Самсоныч пошел в каюту, а я — на свое рабочее место, размышляя не столько о приближающемся шторме, сколько о пещере. А дело было так. Недели полторы назад мы пришли ловить крабов в этот квадрат. День, как помню, был ясный, теплый, не хуже сегодняшнего. На палубу вышли все свободные от работы и, как это обычно, разглядывали совсем близкий камчатский берег. К тому времени линька крабов уже прошла, начиналась их другая миграция, на этот раз горизонтальная, вдоль берега.
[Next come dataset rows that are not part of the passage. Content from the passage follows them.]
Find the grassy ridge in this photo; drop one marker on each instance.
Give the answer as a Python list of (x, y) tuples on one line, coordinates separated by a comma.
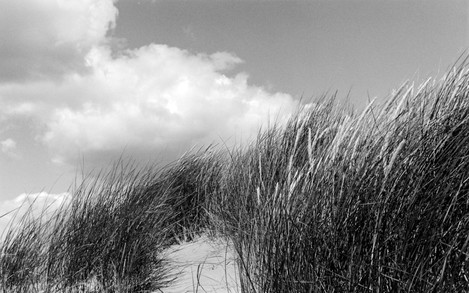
[(331, 202)]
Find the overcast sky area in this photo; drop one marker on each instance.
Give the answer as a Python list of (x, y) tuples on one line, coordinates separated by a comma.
[(85, 81)]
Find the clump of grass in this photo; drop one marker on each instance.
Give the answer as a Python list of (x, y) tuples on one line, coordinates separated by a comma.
[(109, 236), (331, 202), (337, 202)]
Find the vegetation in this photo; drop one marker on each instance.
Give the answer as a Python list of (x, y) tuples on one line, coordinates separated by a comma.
[(331, 202)]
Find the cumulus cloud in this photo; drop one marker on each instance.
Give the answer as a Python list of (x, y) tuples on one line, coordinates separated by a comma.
[(8, 147), (154, 99), (45, 38)]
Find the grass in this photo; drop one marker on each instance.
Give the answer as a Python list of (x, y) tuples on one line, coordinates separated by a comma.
[(332, 201)]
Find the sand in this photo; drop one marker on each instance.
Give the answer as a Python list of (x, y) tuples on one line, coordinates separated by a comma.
[(203, 265)]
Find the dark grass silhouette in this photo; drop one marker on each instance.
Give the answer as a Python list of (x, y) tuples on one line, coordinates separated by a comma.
[(331, 202)]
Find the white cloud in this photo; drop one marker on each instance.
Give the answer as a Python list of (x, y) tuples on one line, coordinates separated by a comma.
[(44, 38), (152, 100), (8, 147)]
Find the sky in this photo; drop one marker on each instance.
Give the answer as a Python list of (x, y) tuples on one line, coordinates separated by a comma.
[(83, 82)]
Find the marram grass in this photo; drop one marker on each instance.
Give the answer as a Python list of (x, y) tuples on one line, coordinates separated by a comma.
[(331, 202)]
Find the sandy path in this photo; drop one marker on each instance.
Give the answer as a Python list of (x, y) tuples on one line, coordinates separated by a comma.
[(203, 265)]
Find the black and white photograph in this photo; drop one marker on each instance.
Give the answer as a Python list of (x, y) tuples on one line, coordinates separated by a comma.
[(241, 146)]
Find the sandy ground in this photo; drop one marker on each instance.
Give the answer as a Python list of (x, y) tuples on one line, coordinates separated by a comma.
[(203, 265)]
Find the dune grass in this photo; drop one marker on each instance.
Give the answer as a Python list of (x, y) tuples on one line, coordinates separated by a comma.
[(333, 201)]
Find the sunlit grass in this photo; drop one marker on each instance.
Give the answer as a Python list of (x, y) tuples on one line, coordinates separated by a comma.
[(331, 202)]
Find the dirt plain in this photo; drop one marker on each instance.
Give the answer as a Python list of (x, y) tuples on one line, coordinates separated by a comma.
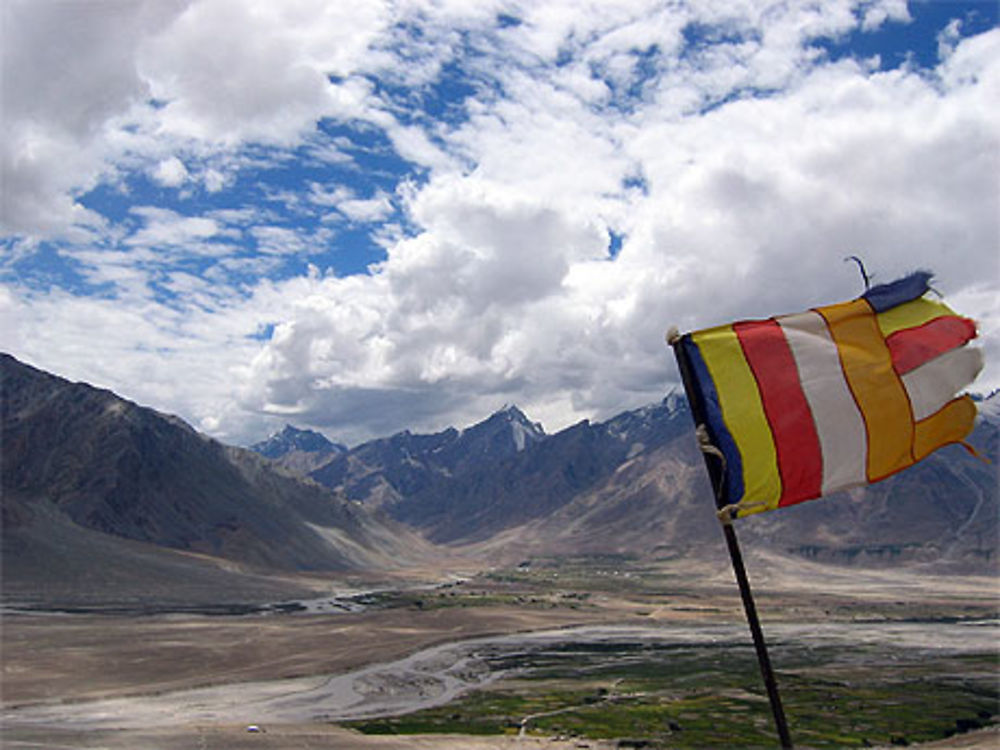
[(52, 659)]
Мы ставили сети на малых глубинах прямо с мотоботов. Это красивое зрелище! Я и Самсоныч попросились на «семерку» посмотреть, как ребята ставят сети. Карпович немного поворчал, но отказать не посмел — с начальником отдела кадров и с приемщиком ловцы предпочитали дружить.
Легко, как утка, качался мотобот на сине-зеленых волнах Охотского моря. Он взлетал на волнах то вверх, то падал.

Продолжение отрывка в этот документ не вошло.